ENTENDA AS IDAS E VINDAS JURÍDICAS DA PRISÃO DE QUEIROZ

Detido e enviado a Bangu 8

Queiroz foi preso em Atibaia, no interior de São Paulo, em 18 de junho e enviado ao Complexo de Gericinó, na Zona Oeste do Rio de Janeiro. Ele estava em um imóvel do advogado Frederick Wassef, que atuava junto à família Bolsonaro. Decretada pelo juiz Flávio Itabaiana, do  Tribunal de Justiça (TJ) do Rio, a prisão preventiva também mirou Márcia Aguiar, mulher do policial reformado.

Foro e prisão domiciliar

Uma semana depois, em 25 de junho, a 3ª Câmara Criminal do TJ fluminense decidiu retirar Itabaiana do caso. Os desembargadores atenderam a um pedido da defesa de Flávio, sob o argumento de que o parlamentar teria direito a foro privilegiado no caso, uma vez que era deputado estadual à época dos fatos investigados.

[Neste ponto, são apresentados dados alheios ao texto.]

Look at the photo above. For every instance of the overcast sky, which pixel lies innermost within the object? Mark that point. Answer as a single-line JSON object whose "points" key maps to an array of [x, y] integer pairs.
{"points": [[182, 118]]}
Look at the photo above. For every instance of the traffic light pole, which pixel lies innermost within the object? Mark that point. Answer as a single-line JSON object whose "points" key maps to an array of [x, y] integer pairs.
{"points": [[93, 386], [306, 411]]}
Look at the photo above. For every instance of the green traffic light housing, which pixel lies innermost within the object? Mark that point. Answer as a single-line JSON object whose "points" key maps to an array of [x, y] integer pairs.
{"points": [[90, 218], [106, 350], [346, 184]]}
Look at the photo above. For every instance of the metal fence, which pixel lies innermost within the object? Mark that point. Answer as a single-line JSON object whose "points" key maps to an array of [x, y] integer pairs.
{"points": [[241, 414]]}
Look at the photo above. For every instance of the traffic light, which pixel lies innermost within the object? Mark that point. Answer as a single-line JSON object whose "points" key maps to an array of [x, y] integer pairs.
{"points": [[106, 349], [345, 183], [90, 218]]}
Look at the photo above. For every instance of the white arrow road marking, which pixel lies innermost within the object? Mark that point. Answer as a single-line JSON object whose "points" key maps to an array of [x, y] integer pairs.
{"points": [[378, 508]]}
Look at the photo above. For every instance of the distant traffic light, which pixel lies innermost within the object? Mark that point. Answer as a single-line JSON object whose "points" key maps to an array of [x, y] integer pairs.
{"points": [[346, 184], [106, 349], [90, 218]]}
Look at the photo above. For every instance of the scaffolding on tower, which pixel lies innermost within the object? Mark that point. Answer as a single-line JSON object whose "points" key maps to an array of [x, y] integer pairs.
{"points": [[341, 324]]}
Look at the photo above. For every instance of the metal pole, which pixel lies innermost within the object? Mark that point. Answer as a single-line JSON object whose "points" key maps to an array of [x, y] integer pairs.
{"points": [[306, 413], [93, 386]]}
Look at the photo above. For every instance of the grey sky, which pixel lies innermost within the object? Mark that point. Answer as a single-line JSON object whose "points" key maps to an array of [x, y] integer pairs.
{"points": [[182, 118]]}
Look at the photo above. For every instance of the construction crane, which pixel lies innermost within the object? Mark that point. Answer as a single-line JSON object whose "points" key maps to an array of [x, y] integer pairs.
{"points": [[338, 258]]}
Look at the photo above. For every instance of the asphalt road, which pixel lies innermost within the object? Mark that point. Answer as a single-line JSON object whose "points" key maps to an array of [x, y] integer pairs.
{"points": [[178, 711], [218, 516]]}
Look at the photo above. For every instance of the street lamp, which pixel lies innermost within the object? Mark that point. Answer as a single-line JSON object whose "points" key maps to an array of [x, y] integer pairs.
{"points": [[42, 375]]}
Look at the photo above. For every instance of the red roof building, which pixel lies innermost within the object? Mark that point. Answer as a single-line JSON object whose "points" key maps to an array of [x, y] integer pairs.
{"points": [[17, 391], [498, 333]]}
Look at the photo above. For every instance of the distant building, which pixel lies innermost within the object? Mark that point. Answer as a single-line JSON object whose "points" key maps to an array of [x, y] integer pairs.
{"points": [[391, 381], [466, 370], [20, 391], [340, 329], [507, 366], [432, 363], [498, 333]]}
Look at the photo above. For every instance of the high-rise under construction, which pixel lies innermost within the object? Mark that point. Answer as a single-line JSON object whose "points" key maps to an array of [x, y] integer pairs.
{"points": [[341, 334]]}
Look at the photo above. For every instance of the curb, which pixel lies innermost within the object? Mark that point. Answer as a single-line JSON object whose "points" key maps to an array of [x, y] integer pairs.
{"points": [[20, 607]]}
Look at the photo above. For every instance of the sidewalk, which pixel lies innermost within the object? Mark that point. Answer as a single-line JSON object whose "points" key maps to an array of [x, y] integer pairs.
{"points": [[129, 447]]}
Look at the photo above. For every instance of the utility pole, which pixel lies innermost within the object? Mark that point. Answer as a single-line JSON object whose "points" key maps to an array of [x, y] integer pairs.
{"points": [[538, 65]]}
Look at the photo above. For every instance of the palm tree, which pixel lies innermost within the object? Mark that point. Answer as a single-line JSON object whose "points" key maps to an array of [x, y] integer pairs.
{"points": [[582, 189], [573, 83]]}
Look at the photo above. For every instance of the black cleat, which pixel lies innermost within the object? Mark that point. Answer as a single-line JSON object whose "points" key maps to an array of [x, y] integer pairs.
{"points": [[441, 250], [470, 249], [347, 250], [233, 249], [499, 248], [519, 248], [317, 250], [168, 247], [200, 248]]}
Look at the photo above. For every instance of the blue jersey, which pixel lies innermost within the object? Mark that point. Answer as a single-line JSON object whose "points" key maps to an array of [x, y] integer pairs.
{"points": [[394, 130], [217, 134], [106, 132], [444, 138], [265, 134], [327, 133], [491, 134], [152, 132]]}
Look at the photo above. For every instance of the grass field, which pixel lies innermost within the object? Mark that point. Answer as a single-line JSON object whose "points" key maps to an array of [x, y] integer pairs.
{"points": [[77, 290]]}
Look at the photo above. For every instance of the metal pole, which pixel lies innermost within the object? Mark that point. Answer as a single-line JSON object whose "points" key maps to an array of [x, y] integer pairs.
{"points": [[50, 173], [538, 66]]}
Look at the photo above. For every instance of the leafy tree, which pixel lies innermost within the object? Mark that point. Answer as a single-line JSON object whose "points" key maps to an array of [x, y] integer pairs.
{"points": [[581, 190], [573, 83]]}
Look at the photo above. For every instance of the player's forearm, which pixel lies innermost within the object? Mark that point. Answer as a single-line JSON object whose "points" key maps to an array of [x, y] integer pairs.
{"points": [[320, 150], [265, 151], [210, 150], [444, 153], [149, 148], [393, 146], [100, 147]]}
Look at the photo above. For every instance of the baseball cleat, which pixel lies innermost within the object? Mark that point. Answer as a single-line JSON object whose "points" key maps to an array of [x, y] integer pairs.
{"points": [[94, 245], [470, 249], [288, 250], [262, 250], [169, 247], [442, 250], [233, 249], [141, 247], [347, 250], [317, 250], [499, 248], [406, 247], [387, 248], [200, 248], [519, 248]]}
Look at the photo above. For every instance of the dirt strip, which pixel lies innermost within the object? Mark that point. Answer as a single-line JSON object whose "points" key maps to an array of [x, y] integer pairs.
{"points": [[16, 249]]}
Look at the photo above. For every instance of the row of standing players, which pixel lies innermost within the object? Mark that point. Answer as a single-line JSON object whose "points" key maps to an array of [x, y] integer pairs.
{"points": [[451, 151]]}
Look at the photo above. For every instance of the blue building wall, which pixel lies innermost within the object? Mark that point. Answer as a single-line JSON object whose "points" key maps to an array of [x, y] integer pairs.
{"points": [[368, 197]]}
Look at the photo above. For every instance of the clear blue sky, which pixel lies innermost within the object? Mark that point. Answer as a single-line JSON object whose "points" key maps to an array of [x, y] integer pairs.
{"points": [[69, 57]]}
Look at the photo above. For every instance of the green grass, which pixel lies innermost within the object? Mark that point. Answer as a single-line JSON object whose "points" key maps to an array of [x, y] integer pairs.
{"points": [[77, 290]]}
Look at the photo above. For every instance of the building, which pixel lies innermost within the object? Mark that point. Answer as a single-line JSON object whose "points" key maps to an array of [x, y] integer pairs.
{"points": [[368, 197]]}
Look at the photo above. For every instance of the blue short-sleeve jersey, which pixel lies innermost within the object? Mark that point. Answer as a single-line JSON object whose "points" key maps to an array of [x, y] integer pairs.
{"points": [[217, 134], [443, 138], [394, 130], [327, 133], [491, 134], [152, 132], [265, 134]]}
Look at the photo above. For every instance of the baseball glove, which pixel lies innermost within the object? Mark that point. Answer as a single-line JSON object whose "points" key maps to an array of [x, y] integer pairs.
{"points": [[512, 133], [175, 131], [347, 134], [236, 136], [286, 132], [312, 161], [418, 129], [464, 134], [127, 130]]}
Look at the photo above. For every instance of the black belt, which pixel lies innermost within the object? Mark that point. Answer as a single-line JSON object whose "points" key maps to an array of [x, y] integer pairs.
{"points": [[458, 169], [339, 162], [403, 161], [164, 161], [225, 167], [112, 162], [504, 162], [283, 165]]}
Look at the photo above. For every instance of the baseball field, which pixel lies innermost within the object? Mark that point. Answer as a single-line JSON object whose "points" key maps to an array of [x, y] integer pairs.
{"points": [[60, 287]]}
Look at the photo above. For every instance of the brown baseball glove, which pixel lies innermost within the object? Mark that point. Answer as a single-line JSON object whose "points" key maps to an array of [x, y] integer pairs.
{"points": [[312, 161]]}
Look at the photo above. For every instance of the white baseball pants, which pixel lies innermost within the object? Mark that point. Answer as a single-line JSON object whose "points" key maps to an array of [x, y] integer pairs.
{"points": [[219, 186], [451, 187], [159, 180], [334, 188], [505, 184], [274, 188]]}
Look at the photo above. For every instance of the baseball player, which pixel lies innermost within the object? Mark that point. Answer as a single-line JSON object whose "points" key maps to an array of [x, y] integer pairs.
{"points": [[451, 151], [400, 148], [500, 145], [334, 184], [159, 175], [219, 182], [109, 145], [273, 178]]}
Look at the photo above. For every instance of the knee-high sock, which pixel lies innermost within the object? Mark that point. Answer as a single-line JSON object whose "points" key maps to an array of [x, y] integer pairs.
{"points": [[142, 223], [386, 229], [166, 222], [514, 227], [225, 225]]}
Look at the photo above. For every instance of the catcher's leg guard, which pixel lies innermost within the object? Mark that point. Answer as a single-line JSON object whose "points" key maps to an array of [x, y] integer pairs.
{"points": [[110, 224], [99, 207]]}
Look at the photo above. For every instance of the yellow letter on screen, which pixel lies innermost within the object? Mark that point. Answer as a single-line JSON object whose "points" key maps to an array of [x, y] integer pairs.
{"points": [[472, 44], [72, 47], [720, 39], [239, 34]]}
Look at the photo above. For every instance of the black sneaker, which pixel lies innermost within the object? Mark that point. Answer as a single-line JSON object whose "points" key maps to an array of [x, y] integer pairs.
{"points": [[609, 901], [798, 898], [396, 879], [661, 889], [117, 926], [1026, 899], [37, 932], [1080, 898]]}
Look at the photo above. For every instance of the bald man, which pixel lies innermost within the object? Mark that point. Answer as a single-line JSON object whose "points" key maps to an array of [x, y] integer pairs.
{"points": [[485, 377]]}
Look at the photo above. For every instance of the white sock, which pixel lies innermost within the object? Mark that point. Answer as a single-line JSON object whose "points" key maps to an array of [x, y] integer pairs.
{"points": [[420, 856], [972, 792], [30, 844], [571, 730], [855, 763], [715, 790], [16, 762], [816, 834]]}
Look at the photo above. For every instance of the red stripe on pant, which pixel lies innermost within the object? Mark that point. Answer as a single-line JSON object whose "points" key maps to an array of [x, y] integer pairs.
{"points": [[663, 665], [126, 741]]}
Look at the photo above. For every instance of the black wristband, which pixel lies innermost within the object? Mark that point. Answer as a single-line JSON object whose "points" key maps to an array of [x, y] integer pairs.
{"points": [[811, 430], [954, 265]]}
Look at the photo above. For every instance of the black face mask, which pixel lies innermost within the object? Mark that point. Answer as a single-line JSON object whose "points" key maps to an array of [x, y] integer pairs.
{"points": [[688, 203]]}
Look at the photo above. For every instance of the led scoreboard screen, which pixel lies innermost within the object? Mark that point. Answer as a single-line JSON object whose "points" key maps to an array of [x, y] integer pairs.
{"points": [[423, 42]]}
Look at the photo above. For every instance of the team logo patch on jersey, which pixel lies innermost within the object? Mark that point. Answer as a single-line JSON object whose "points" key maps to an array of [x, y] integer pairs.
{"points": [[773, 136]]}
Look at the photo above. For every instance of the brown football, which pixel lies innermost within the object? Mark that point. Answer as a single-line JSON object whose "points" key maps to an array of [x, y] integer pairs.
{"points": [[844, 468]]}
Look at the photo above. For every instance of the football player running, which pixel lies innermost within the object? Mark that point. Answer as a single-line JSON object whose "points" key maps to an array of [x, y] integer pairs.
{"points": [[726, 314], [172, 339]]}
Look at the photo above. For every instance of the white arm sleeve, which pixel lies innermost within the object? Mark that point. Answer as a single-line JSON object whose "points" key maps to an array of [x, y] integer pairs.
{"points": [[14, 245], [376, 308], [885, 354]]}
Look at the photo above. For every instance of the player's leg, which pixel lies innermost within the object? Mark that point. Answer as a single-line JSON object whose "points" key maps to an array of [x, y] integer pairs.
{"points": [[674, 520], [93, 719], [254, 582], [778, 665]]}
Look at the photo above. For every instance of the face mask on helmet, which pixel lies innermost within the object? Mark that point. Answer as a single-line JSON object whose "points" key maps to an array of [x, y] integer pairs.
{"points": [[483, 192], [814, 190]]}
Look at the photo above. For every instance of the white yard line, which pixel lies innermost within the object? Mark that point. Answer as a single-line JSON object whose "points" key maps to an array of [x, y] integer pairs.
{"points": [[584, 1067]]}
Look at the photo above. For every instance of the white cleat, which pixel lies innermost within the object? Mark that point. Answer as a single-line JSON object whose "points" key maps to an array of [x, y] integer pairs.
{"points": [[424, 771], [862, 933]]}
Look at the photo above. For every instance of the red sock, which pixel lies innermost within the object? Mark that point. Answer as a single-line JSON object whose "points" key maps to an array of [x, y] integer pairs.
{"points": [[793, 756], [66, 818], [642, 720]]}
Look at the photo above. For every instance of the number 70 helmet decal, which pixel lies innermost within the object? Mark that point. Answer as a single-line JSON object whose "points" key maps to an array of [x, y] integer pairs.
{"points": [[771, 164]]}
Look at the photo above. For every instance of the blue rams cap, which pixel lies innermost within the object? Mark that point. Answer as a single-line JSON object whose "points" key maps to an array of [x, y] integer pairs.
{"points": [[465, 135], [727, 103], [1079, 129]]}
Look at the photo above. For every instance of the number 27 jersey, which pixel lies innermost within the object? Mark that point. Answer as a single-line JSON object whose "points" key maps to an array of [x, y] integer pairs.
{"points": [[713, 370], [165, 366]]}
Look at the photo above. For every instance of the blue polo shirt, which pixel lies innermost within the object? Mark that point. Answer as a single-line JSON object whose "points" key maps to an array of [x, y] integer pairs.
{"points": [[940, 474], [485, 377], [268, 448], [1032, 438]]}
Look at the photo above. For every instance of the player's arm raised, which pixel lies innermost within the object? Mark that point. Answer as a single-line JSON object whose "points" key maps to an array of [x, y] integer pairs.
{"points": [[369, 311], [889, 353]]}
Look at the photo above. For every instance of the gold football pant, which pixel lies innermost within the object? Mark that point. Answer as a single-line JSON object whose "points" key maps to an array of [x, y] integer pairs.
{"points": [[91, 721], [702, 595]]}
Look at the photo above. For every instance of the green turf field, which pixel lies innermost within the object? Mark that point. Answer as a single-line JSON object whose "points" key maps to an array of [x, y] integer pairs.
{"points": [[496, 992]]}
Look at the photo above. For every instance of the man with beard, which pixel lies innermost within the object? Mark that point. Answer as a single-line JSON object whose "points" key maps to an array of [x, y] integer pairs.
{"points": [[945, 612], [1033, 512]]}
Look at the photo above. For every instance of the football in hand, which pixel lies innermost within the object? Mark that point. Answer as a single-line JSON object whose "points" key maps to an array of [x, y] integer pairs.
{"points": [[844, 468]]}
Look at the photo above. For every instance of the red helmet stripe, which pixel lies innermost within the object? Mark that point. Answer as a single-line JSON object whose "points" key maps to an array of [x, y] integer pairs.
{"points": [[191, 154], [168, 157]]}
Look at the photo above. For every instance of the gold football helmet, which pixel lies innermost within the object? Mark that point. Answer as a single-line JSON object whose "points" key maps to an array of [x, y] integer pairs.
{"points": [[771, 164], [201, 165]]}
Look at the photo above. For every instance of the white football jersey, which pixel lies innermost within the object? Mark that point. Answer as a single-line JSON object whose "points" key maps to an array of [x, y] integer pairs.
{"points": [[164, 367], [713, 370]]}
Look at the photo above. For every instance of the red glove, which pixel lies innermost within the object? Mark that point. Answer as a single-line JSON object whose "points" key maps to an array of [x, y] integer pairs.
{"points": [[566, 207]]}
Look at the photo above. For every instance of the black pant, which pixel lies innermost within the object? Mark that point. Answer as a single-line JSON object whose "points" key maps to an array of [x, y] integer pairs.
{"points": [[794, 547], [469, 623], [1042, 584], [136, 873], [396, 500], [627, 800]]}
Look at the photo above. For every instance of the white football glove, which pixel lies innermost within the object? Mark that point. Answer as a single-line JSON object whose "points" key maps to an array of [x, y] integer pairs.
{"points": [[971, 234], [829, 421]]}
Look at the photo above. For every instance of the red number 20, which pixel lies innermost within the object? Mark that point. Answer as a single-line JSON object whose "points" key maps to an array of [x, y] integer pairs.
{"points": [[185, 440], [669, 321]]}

Em 9 de julho, o ministro João Otávio de Noronha, responsável pelo plantão judiciário durante o recesso do Superior Tribunal de Justiça (STJ), acatou um pedido da defesa de Queiroz e o transferiu para prisão domiciliar em consideração à saúde dele, acometido por um câncer de cólon. Noronha também concedeu o benefício a Márcia. Ela, que estava foragida há três semanas, entregou-se às autoridades após a decisão de Noronha.

Decisão reformada

Com o fim do recesso, o ministro do STJ Félix Fischer reformou ontem a decisão de Noronha e determinou que Queiroz e Márcia fiquem em unidades prisionais. Ele solicitou parecer sobre o pedido da defesa ao TJ do Rio, onde o desembargador Milton Fernandes, relator do caso, fará a análise.

Habeas corpus no STF

Na última segunda, em outro habeas corpus, a defesa de Queiroz pediu ao Supremo Tribunal Federal (STF) que derrube as ordens de prisão de junho. O responsável por analisar a solicitação será o ministro Gilmar Mendes. Ele pediu ontem informações sobre o caso ao TJ do Rio e ao STJ.